I’ve been reading British journalist Richard Dowden’s book Africa this week, especially his two chapters on Uganda.  Dowden’s first experiences in Africa were in Uganda, and he sees in the country everything quintessentially African. 

He writes about the frustration that greeted Westerners in the Edenic Uganda,

keen to bring the Christian virtues of progress, civilization and hard work to the Baganda [an early British visitor] protested that they had little need to work, since nature provided food with minimum human effort.  They spent their days, he complained, drinking beer, dancing and gossiping.  This pious visitor was infuriated that when God had cast Adam and Eve out of the Garden of Eden, he had somehow allowed this charming but good-for-nothing people to remain.  Meanwhile, his Chosen People, obviously the hardworking, God-fearing Protestant English, had been dispersed to a wretched faraway island to suffer the miseries of British weather (Dowden 15).

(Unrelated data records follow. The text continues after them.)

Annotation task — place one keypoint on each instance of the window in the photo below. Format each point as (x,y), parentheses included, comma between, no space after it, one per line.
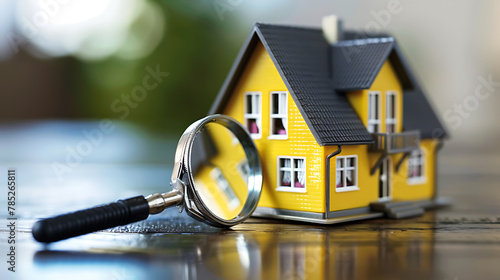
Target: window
(229,196)
(244,170)
(252,114)
(416,167)
(278,115)
(292,174)
(347,174)
(390,112)
(373,111)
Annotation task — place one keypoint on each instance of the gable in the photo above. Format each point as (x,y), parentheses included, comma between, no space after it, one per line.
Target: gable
(304,70)
(303,58)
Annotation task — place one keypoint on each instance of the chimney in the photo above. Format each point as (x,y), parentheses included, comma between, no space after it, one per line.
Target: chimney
(332,28)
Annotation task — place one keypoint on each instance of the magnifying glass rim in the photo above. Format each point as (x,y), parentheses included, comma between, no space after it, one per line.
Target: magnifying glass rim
(192,195)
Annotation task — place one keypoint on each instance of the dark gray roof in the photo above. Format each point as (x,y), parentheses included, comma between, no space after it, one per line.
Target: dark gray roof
(356,63)
(303,59)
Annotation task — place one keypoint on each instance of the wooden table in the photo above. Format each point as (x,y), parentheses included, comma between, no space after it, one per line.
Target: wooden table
(459,242)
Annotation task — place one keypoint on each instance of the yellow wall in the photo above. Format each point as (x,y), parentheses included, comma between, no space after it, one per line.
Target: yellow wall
(368,185)
(421,190)
(261,75)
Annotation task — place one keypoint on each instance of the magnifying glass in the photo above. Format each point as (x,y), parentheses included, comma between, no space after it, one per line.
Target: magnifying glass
(217,179)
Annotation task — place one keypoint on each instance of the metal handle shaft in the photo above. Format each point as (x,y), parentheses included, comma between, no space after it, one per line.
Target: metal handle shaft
(86,221)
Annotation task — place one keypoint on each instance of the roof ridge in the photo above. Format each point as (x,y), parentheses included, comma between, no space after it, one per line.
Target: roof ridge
(258,24)
(364,41)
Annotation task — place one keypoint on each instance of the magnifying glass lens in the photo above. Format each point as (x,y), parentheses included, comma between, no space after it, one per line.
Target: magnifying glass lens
(217,178)
(220,170)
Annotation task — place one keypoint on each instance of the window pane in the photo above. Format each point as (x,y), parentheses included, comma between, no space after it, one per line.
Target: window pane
(285,178)
(300,179)
(275,103)
(249,104)
(282,106)
(285,162)
(252,126)
(256,104)
(351,162)
(339,181)
(299,163)
(278,127)
(340,163)
(393,105)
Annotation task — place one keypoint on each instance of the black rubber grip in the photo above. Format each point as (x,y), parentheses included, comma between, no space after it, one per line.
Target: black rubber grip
(86,221)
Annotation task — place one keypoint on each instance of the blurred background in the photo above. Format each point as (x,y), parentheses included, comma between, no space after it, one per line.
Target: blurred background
(65,65)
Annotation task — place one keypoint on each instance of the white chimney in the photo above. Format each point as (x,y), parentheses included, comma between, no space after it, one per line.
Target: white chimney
(331,28)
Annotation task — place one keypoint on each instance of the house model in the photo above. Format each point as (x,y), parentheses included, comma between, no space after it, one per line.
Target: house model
(343,129)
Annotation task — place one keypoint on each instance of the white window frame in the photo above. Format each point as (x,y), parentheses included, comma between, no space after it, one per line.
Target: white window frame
(282,114)
(345,168)
(292,169)
(411,159)
(252,115)
(388,107)
(374,121)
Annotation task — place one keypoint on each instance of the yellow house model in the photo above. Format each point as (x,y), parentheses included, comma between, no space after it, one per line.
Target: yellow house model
(343,129)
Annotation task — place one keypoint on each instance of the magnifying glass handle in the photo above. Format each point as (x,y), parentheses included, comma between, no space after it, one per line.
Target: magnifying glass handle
(118,213)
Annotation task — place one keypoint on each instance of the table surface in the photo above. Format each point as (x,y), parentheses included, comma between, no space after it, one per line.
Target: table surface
(458,242)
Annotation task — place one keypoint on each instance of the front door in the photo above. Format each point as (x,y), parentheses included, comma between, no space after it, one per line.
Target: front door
(385,180)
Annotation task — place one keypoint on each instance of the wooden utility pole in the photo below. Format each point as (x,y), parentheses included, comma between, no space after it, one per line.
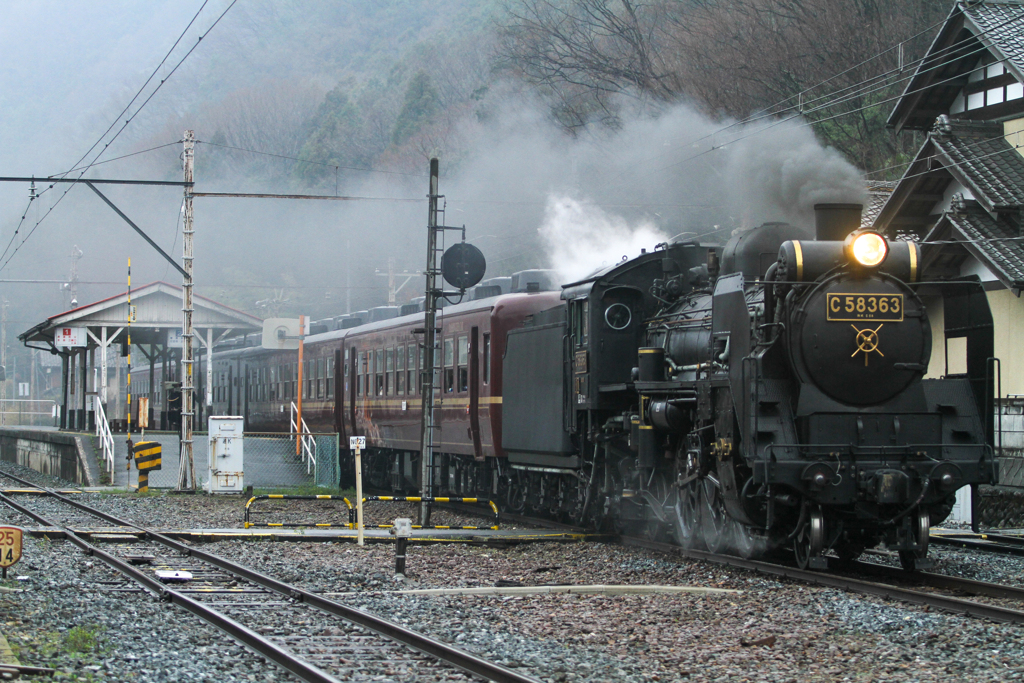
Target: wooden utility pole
(186,467)
(428,380)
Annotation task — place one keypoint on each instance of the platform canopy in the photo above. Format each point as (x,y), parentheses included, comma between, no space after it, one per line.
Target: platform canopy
(82,334)
(157,321)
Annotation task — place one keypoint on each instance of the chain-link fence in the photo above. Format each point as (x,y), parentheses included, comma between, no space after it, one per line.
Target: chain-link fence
(269,461)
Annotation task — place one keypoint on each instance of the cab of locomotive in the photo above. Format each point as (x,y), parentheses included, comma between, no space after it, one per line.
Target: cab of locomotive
(607,314)
(877,441)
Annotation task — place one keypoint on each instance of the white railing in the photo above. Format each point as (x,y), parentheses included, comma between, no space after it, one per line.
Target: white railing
(308,451)
(105,437)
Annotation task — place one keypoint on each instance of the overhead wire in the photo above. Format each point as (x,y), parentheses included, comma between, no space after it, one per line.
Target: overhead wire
(307,161)
(811,123)
(867,89)
(128,121)
(108,161)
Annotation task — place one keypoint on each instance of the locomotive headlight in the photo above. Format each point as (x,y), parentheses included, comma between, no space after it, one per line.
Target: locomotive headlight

Dowden channels the racism and religious chauvinism of his source—he certainly would not call the people of Uganda “good-for-nothing”.  But the point I take is that Uganda is in many ways an Arcadia, a “beautiful rich, temperate … paradise on Earth” as Winston Churchill called it.  The traditional values of family prevail, where children refer to all adults as their fathers and mothers, and where relations that Americans could scarcely comprehend are as close as Aunts and cousins. Western individualism is foreign to Ugandans, and many Africans in general.  Dowden quotes the Kenyan writer John Mbiti as revising Descartes’ declaration of existence “I think therefore I am,” as the more appropriately African, “I am because we are, and since we are, therefore I am” (21).  
   My favorite part of Dowden’s chapter “Uganda I”, is his image of the relationship between Africa and the West.  Africans want desperately to develop their economies, to break the bonds of poverty, to live as Europeans and Americans do.  But in pursuit of this dream, they seem ready to blithely discard all that seems valuable to us in their culture.  And Westerners look to Africa to reclaim all that our cultures are abandoning—tradition, nature, family, elders, etc.  Dowden says that Africa and the West are like two people, arms outstretched, running towards one another. It looks like they rushing to embrace, but  they are ,“instead looking beyond each other at a mirage and missing each other completely” (32).  

   As I think about service and culture, the wealth of the West and the poverty of Africa, I wonder what it means.  Don’t we give the gifts that we ourselves desire?  How do you raise a people up without removing them from their world?  Can the west keep its wealth, and still seek meaning?  Can Africa keep what is meaningful, and find health and prosperity?